TIME to 'fess up.
I've been wrong. And it's only right to admit it.
I could have sworn I was right. I felt it in my heart and head. It all made sense. It was all so obvious. And all so wrong.
So time to get these wrongs off my chest, not least because I committed them in print. First up, The Wire. I wrote despairing that hundreds of five-star Amazon reviews could be so wrong. The Wire wasn't the best television show in history. It was awful. So I said. At the time, admittedly, I'd a bee in my millinery about being unable to understand strong, streetwise American accents, particularly when mumbled. It didn't help that this was in the earlier days of flat-screen televisions, which had no proper outlet for sound.
Nor could I find much to identify with in fat, junk-food eating cops and drug-dealers in impossibly baggy trousers. However, friends urged me to think again. So I gave it another go and, albeit with the help of subtitles, I'm hooked. Terrific television. Loving it. So apologies to Jack and others who tellt me I was wrang.

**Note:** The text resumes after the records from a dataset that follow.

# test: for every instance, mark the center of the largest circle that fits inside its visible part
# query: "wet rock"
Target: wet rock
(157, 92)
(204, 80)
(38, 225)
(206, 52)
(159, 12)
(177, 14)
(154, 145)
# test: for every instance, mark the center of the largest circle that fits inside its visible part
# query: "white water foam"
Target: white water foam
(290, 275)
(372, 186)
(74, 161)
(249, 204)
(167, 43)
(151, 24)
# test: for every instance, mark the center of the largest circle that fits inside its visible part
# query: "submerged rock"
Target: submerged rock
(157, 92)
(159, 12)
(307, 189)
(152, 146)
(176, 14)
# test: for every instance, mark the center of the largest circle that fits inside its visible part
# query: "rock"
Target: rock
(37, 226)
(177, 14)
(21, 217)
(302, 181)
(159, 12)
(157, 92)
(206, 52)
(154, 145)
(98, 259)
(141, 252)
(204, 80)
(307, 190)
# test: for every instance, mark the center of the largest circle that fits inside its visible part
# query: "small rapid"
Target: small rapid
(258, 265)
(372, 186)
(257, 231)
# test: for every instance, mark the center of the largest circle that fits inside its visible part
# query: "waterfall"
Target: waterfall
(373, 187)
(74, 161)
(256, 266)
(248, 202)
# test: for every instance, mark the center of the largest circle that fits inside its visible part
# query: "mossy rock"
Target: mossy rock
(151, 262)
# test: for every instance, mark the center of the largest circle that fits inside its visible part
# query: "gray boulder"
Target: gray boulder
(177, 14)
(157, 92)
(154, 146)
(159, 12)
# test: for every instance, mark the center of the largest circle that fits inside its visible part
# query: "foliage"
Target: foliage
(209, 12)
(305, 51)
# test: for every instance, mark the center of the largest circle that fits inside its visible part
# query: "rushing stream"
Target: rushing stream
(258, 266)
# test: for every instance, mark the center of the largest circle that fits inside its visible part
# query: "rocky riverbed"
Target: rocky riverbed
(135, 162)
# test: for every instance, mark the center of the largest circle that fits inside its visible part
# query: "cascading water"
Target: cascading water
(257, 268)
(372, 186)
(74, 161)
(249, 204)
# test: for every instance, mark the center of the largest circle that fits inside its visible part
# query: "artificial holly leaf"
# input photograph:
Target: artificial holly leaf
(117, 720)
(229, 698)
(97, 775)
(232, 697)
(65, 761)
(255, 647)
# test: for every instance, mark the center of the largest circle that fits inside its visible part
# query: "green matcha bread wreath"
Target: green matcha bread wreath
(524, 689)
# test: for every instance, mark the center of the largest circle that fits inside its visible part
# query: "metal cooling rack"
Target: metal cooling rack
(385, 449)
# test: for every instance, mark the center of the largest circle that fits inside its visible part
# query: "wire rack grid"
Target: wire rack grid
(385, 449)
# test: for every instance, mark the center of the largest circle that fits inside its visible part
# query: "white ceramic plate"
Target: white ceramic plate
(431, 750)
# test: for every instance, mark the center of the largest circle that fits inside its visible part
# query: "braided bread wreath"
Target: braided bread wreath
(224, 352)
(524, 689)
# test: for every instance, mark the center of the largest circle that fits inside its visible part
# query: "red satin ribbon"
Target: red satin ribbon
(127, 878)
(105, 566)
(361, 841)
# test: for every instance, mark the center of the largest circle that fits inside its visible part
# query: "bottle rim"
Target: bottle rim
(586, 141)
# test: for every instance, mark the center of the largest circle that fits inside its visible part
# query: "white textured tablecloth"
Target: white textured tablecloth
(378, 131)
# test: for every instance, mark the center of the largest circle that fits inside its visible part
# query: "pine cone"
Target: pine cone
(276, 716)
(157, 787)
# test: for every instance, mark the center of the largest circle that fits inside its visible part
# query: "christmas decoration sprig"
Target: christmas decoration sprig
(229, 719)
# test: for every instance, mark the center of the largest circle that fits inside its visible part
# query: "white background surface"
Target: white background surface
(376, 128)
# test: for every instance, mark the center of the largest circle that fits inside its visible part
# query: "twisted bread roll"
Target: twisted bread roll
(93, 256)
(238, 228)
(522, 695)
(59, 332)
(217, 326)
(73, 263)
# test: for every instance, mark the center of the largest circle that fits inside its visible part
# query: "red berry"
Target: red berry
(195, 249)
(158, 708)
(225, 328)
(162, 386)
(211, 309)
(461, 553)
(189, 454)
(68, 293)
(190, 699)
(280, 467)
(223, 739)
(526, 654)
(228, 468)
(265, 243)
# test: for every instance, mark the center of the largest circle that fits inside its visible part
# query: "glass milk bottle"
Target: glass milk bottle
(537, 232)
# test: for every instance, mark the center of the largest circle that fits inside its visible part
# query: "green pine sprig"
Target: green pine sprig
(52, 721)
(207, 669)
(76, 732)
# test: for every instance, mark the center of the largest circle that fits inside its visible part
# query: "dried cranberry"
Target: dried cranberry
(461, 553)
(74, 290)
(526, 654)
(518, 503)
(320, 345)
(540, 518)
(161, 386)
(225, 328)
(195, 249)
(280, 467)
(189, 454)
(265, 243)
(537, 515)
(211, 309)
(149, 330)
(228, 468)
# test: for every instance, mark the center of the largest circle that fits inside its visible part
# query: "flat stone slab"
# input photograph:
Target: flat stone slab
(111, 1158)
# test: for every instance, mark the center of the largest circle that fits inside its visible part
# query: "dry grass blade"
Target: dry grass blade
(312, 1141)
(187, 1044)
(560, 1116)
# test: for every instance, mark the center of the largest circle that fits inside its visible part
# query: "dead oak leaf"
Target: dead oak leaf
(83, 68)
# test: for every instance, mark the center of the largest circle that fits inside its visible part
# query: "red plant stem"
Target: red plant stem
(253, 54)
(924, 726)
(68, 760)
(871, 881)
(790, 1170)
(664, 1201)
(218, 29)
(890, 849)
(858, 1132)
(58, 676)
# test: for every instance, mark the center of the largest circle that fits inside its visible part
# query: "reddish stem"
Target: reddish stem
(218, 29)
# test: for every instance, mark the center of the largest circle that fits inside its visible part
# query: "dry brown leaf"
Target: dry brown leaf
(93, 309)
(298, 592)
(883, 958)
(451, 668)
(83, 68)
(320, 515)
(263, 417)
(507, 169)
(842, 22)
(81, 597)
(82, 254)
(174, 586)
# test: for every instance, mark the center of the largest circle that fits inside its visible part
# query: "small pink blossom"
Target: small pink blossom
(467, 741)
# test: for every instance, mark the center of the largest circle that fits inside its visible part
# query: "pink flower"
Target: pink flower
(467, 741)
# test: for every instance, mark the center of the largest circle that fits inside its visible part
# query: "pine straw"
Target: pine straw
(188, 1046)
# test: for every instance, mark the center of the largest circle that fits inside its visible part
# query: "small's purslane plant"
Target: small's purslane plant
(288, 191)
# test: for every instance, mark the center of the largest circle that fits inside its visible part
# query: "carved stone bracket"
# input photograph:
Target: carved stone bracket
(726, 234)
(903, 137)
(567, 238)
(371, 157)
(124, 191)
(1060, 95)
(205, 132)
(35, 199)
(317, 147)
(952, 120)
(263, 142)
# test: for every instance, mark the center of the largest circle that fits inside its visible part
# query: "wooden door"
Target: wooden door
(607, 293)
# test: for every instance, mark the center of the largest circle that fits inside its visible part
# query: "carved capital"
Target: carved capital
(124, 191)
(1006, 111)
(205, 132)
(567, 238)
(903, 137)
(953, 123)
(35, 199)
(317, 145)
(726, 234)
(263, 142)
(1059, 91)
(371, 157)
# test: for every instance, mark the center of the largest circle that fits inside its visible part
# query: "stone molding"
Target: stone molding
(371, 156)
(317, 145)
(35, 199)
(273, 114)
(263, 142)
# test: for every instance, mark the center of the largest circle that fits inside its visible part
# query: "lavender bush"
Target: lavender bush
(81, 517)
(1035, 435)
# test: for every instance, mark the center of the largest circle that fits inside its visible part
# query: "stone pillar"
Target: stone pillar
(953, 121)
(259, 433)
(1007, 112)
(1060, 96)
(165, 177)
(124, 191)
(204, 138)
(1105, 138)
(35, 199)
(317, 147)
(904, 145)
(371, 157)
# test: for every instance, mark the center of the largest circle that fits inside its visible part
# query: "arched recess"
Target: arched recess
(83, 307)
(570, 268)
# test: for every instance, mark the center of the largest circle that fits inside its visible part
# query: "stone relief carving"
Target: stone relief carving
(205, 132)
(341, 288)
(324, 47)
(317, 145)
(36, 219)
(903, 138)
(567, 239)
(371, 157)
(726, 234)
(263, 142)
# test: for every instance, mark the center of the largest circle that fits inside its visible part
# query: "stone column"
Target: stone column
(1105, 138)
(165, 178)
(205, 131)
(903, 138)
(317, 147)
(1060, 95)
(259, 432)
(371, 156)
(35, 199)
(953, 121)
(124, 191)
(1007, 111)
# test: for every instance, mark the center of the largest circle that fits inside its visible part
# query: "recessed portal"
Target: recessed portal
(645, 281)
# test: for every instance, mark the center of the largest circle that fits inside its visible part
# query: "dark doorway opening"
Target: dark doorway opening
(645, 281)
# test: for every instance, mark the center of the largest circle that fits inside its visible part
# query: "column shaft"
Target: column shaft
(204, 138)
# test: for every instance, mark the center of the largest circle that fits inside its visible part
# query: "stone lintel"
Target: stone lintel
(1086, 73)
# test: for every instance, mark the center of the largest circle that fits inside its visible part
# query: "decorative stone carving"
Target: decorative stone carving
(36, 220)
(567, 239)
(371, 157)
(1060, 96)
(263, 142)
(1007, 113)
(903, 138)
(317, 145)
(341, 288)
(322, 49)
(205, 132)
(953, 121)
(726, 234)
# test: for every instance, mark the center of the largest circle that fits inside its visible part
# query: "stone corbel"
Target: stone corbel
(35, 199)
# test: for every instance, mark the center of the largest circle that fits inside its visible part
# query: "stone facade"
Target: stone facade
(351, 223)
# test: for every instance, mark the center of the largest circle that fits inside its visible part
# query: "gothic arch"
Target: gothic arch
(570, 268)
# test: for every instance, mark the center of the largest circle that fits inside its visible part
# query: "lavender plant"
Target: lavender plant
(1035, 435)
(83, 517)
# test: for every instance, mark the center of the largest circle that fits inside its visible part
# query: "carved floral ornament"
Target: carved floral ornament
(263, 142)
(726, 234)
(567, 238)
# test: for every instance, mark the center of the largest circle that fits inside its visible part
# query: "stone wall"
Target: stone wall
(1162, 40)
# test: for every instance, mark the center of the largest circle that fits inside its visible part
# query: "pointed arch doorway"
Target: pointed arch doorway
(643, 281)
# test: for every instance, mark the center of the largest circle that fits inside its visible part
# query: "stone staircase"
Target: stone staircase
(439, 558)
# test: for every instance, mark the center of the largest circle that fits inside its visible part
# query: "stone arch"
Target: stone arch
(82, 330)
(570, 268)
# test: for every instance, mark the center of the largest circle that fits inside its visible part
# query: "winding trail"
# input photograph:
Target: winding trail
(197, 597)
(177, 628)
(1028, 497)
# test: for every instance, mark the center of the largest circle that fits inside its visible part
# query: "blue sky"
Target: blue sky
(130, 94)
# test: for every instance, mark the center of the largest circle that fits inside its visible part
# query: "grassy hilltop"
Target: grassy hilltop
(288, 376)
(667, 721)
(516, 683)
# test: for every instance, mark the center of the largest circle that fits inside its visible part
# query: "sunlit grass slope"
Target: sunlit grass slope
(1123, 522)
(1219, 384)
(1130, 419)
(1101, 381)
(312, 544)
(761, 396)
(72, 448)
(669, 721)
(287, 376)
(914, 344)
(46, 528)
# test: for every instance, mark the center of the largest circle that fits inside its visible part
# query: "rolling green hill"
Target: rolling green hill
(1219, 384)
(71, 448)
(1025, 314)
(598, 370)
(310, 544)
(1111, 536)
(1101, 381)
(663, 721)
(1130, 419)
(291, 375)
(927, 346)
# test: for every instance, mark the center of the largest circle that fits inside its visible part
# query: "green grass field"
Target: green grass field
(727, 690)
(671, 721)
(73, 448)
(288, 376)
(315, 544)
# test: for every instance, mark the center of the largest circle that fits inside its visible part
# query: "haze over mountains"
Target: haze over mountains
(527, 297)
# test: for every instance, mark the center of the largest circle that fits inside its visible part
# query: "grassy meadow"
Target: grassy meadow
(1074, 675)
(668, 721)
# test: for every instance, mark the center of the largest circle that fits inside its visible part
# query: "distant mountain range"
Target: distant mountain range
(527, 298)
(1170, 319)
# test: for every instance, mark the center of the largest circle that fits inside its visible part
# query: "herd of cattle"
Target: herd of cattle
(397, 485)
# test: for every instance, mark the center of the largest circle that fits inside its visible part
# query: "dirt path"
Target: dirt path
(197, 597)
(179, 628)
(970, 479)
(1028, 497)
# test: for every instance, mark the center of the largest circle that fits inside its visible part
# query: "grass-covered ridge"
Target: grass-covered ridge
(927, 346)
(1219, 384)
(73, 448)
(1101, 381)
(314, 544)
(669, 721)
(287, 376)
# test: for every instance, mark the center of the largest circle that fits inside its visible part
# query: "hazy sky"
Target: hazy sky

Secondly, fat people. I said all these claims about an obesity epidemic were poppycock, on the thin evidence that none of my friends was fat. However, I take it back. Standing in the supermarket the other day, I looked around and realised I was the only non-fat person present.
Thirdly, The Silmarillion. I said Tolkien's lesser-known work was unreadable. Again, I gave it another go and, while the tome is not novelistic and has an undoubtedly dry style, it proves to be moving and mind-expanding too.
Clearly, I could have taken out a special supplement to right all my wrongs. But three will suffice for now.